In the course of our daily lives, we are constantly making judgements, evaluating our own actions and feelings as well as those of others. We are rewarded for our sound judgements and penalized for our bad judgements.Judgements are proactive when you decide how to act and what to say in certain situations based on your experience and insight. Judgements are reactive when it evaluates past actions, words or feelings.

As a spiritual practitioner makes progress on the path, he or she will experience more and more flashes of insights into past, present or even future situations. When these insights are applied to oneself, they can lead to faster progress on the path of spiritual evolution.

However, often these insights may concern another person’s behavior or situation and we are tempted to help by pointing out the cause and effect scenario that we think we can clearly see through. Stop and consider before giving gratuitous guidance.

Insights come through from our developing a stronger connection to our higher mind called the buddhi and shows the early stages of wisdom. In contrast to wisdom which is anchored in the consciousness of Self-Realization beyond the buddhi, insights are still subject to mental duality and the tyranny of the ego. The insights from buddhi still has to become thoughts in the sensory ego-mind, the manas. Therefore, all insights should be handled with caution.

When we are tempted to share our insights with someone else, to “help” that person, we must consider whether that person will benefit or appreciate your insight. Remember that there are two egos involved here – yours and that of the person you’re trying to help. Even if you are not motivated by ego and are not judging the other person but only focusing on his or her actions, it is highly unlikely that this person you are intending to counsel can separate their actions from their sense-of-self. Consequently, if you criticize his or her actions, it will be considered a personal attack. You will be attacked back as being judgemental.

Being judgemental carry the meaning of being overly critical in an unhelpful way. We should avoid making judgements in ways that have harmful or negative consequences.

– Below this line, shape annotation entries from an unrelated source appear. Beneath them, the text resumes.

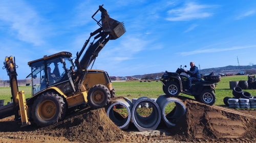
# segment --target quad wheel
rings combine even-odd
[[[195,95],[194,96],[195,99],[196,99],[197,101],[200,101],[200,98],[199,98],[199,96],[198,95]]]
[[[206,89],[203,91],[199,95],[200,101],[208,105],[212,105],[216,101],[215,94],[210,89]]]
[[[164,86],[164,85],[163,85],[163,92],[165,94],[166,94],[166,93],[165,93],[165,86]]]
[[[66,103],[58,94],[45,93],[34,102],[32,118],[37,126],[45,127],[63,119],[66,111]]]
[[[116,91],[115,89],[112,86],[112,90],[110,91],[110,98],[112,98],[116,96]]]
[[[178,97],[180,90],[179,84],[174,81],[168,81],[165,84],[164,93],[169,97]]]
[[[98,109],[109,104],[110,97],[110,92],[106,87],[102,84],[97,84],[90,89],[87,100],[91,107]]]

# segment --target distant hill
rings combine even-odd
[[[227,66],[224,67],[219,67],[219,68],[214,68],[209,69],[204,69],[200,70],[200,73],[208,73],[210,72],[214,73],[238,73],[239,71],[245,71],[248,70],[251,70],[253,69],[256,69],[256,65],[253,65],[252,66]]]
[[[256,65],[251,66],[227,66],[223,67],[218,67],[218,68],[212,68],[209,69],[201,69],[200,70],[200,73],[201,74],[207,74],[211,72],[214,72],[215,73],[232,73],[237,74],[239,71],[246,71],[246,70],[256,70]],[[134,78],[145,78],[146,77],[155,78],[157,76],[161,77],[163,74],[163,72],[160,73],[155,73],[150,74],[145,74],[143,75],[135,75],[133,76],[131,76]]]

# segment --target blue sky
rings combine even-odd
[[[15,56],[24,79],[28,62],[61,51],[74,58],[99,27],[91,16],[104,4],[127,31],[94,64],[110,75],[175,71],[190,61],[201,69],[238,65],[237,56],[240,65],[256,64],[255,1],[2,1],[0,60]],[[7,79],[5,70],[0,77]]]

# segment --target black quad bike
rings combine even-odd
[[[203,76],[204,80],[201,79],[200,81],[192,82],[191,90],[185,91],[188,77],[181,74],[184,71],[183,69],[180,66],[176,72],[166,71],[162,76],[161,82],[163,83],[164,93],[170,97],[178,97],[181,93],[195,97],[196,100],[201,103],[214,105],[216,101],[215,88],[217,83],[221,81],[221,76],[211,73],[209,75]]]

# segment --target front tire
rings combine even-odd
[[[169,81],[164,88],[165,94],[169,97],[178,97],[180,92],[179,84],[174,81]]]
[[[45,127],[64,118],[66,104],[58,94],[47,93],[35,100],[32,109],[34,122],[38,126]]]
[[[91,88],[88,92],[88,104],[93,109],[105,107],[110,101],[110,92],[102,84],[97,84]]]
[[[200,102],[208,105],[212,105],[216,101],[216,96],[209,89],[204,90],[199,95]]]

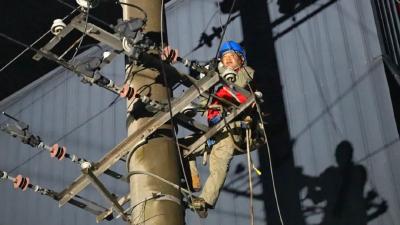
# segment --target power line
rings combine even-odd
[[[66,20],[68,17],[70,17],[72,14],[74,14],[76,11],[78,11],[78,8],[75,8],[74,10],[72,10],[67,16],[65,16],[64,18],[62,18],[62,20]],[[36,43],[38,43],[40,40],[42,40],[46,35],[48,35],[49,33],[51,33],[51,29],[49,29],[46,33],[44,33],[42,36],[40,36],[37,40],[35,40],[34,42],[32,42],[32,44],[29,45],[29,47],[33,47]],[[25,48],[22,52],[20,52],[17,56],[15,56],[13,59],[11,59],[8,63],[6,63],[1,69],[0,69],[0,73],[5,70],[7,67],[9,67],[12,63],[14,63],[17,59],[19,59],[19,57],[21,57],[25,52],[27,52],[30,48],[27,47]]]

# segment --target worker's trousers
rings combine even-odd
[[[204,184],[200,197],[210,206],[214,206],[224,185],[229,164],[235,151],[235,142],[241,141],[241,136],[231,135],[229,132],[217,134],[216,143],[212,146],[209,160],[210,175]]]

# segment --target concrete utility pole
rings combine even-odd
[[[161,0],[125,0],[124,2],[137,5],[146,11],[148,21],[145,32],[160,34],[162,26]],[[143,18],[143,14],[133,7],[123,6],[124,20],[137,17]],[[143,68],[134,67],[132,69],[132,73],[135,75],[131,86],[135,90],[144,88],[142,94],[150,94],[152,99],[166,102],[167,93],[170,90],[162,83],[162,73],[150,69],[141,69]],[[160,76],[159,79],[156,79],[158,76]],[[130,102],[128,101],[128,106],[129,104]],[[129,115],[127,119],[128,135],[132,134],[150,118],[151,115],[146,115],[144,111],[137,112],[134,116]],[[163,131],[167,130],[169,133],[171,133],[171,129],[169,125],[162,127]],[[145,145],[139,147],[128,158],[128,163],[130,172],[146,171],[161,176],[175,184],[179,185],[180,183],[178,152],[174,141],[171,139],[165,137],[149,138]],[[130,178],[130,191],[131,205],[135,206],[132,212],[131,224],[184,224],[184,208],[178,204],[182,197],[175,188],[148,175],[133,175]],[[165,194],[165,197],[153,198],[155,193]]]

If you have not been asked to help with your insight, you should most probably refrain from doing so or learn how to communicate in a non-judgemental, empathatic and supportive manner, which in itself is a difficult task as one cannot be certain what words can trigger an adverse reaction from a sensitive ego. There is a real danger of damaging your relationships, sometimes permanently.

Until one is anchored in one’s True Self, there is always the threat of being influenced by egocentric motivations, however subtle.e

The spiritual practitioner should utilize his or her gifts of insight to first further oneself in attaining a state of wisdom before attempting to guide others. Avoid the ego trap of judgementalism which can harm others as well as yourself by incurring unnecessary bad karma. Wisdom will provide the key to give the right guidance in the right manner at the right time.